Last night to prepare these statistics I watched the game for the first time since seeing it live and I have to agree with those that have posted on the site after re-watching the game – the Wallabies weren’t terrible.
They were outplayed on the night by a better team but having watched it play by play, the gap between the teams isn’t as large as it appeared to me watching the game the first time.
Robbie Deans has said there were a lot of little things that spoiled any chance the Wallabies may have had. I wouldn’t classify them as “little”. I think basic would be a better word because things like not kicking the ball out when you have a penalty and the opposition only have 14 men just shouldn’t happen at this level.
The first yellow card for Drew Mitchell was clearly wrong and the IRB obviously weren’t impressed with the work of the assistant referee that made that call as he’s been demoted for this week’s game. I don’t understand how Kaplan wasn’t also demoted because his call of a shoulder charge by Franks was also wrong.
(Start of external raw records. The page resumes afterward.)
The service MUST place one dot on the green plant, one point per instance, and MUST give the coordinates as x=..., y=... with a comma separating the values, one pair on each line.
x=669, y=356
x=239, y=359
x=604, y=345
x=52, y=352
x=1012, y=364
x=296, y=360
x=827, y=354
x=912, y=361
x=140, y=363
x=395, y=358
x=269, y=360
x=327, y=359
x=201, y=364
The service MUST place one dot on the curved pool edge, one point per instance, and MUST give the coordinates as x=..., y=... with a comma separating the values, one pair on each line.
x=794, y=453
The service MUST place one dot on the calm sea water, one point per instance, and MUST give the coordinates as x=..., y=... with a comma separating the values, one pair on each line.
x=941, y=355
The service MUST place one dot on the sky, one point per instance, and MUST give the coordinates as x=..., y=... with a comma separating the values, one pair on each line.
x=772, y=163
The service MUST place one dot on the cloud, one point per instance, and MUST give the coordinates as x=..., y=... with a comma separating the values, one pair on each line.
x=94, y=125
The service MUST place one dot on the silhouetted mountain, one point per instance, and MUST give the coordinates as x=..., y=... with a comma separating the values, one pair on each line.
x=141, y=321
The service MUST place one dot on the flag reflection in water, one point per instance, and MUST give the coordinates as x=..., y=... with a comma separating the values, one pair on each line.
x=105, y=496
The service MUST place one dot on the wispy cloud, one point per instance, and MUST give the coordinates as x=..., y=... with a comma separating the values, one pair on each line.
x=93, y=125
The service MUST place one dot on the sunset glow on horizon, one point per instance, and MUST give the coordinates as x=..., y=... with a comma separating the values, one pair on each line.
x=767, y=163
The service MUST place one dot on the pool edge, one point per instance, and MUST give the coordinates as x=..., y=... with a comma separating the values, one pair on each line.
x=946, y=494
I think in the context of what had occurred in the game and the warning Joubert gave both captains, the second yellow card to Mitchell was justified and basic errors like that have to be eliminated.
The Wallabies started with the ball 29 times compared to the All Blacks with 37. However the Wallabies held the ball for 128 phases compared to 114 for the All Blacks. The ball in hand strategy was clear with only six kicks by the Wallabies and 9 by the All Blacks.
The Wallabies held their own at the breakdown retaining 96% of their ball compared to 94% for the All Blacks. David Pocock was superb and his work rate was incredible. Richard Brown also did a lot of work and I didn’t think he had a bad game. Rocky was a little quiet as was Ma’afu. The rest of the pack were good.
The basic things that have to be fixed if the Wallabies are to be competitive this week are clearly re-starts and defence.
The Wallabies only regained possession once from the seven kickoffs by the All Blacks. Five of those six kickoffs the Wallabies lost came immediately after the Wallabies had gained some momentum by scoring points but the momentum was quickly reversed by not securing the ball from the kickoff.
The Wallabies defence lacked the intensity of the week before against the Springboks – only 17% of tackles were dominant compared to 23% the week before and the successful tackle percentage was also down at 82% compared to 87% against the Springboks. The backs were responsible for 18 of the 30 missed tackles with Berrick Barnes and Adam Ashley-Cooper both missing four each. Rocky didn’t have a great game in defence and the Wallabies need more from him in this area.
|1st Half||2nd Half||Match||%|
|Tackles – Dominant||17||7||24||17%|
|Tackles – Completed||66||51||117||83%|
Ball retention was much better this week with only 28% of possession given up compared to 54% against the Sprinboks and 41% given up by the All Blacks in this match.
|1st Half||2nd Half||Match|
|Times in Possession||13||16||29|
|Possession Lost – Breakdown||3||1||4|
|Possession Lost – Other||1||3||4|
|Total Possession Lost||4||4||8|
|Possession Lost %||31%||25%||28%|
Most of the basic errors made by the Wallabies have been seen before and that’s the main issue for me. There’s no consistent improvement with the gains in one area being offset by regression in another area each game. I’ve said plenty on this topic in other posts so no need to keep going on but this fundamental problem must be addressed by the players and the coaches.
The bounce of the ball didn’t go the way of the Wallabies but that, and refereeing blunders are part of every game. If you take the Mitchell and Franks yellow cards away I still think the All Blacks would win but it would have been much closer.